Dans les régions intérieures du Togo, l’aide financière directe produit des effets mesurables. Pour l’année 2024 le programme national de transferts monétaires affiche un bilan solide. Porté conjointement par *l’État togolais, la Banque mondiale et l’Agence française de développement*, le dispositif vise une cible précise : permettre aux ménages les plus exposés de stabiliser leurs revenus, de couvrir l’essentiel et de sortir de l’inactivité subie.
Piloté par le Ministère du Développement à la Base et mis en œuvre par l’ANaDEB, le programme concentre ses interventions là où les besoins sociaux restent les plus marqués : *Plateaux, Centrale et Kara.
Trois régions, trois réalités, un même objectif
– Kara : 2 883 ménages accompagnés.* C’est le volume le plus important des trois régions.
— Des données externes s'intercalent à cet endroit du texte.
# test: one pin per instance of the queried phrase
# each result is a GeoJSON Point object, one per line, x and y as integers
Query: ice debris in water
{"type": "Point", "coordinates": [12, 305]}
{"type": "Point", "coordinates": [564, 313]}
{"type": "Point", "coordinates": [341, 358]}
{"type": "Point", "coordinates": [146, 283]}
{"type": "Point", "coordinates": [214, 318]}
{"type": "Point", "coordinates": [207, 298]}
Dans cette zone septentrionale, la pauvreté monétaire et les difficultés d’accès aux services de base restent fortes. Le ciblage y a été le plus massif, avec un effet direct sur la sécurité alimentaire et la scolarisation.
– Plateaux : 2 076 ménages bénéficiaires. Région à forte dominante agricole et à revenus très saisonniers, les Plateaux exigent un filet de protection capable de lisser les périodes de soudure. L’appui financier y agit comme un amortisseur pour des foyers dépendants des cycles culturaux.
– Centrale : 990 ménages soutenus. Le chiffre est plus restreint, mais il s’inscrit dans une logique de précision. L’intervention vise prioritairement les foyers ruraux et périurbains en situation de grande fragilité, pour un impact maximal sur un périmètre resserré.
Au total, 5 949 ménages ont reçu un appui direct en 2024 dans ces trois régions.
L’effet immédiat est une réduction des vulnérabilités. Le soutien monétaire permet de couvrir des besoins non négociables : alimentation, santé, frais liés à l’école. Il réduit l’arbitrage brutal entre se nourrir, se soigner et scolariser. Pour beaucoup de bénéficiaires, il ouvre aussi une fenêtre pour relancer une petite activité, quand les revenus saisonniers s’épuisent.
Dans un contexte sous-régional marqué par des chocs persistants, le dispositif fonctionne comme un stabilisateur social. Il ne se substitue pas à l’emploi, mais il empêche la chute, protège le capital humain des enfants et maintient les ménages à flot jusqu’à la reprise d’activité.
Loin d’être une dépense sociale de routine, les transferts monétaires sont ici un instrument de développement inclusif. En 2024, ils ont atteint les foyers qui en avaient le plus besoin, dans des zones où l’économie reste exposée et les services encore inégaux.
Le résultat : des familles moins exposées au risque, des enfants maintenus à l’école, et une reconnaissance forte sur le terrain. La mission assignée au lancement — bâtir une protection sociale plus juste et plus proche — prend corps, ménage après ménage.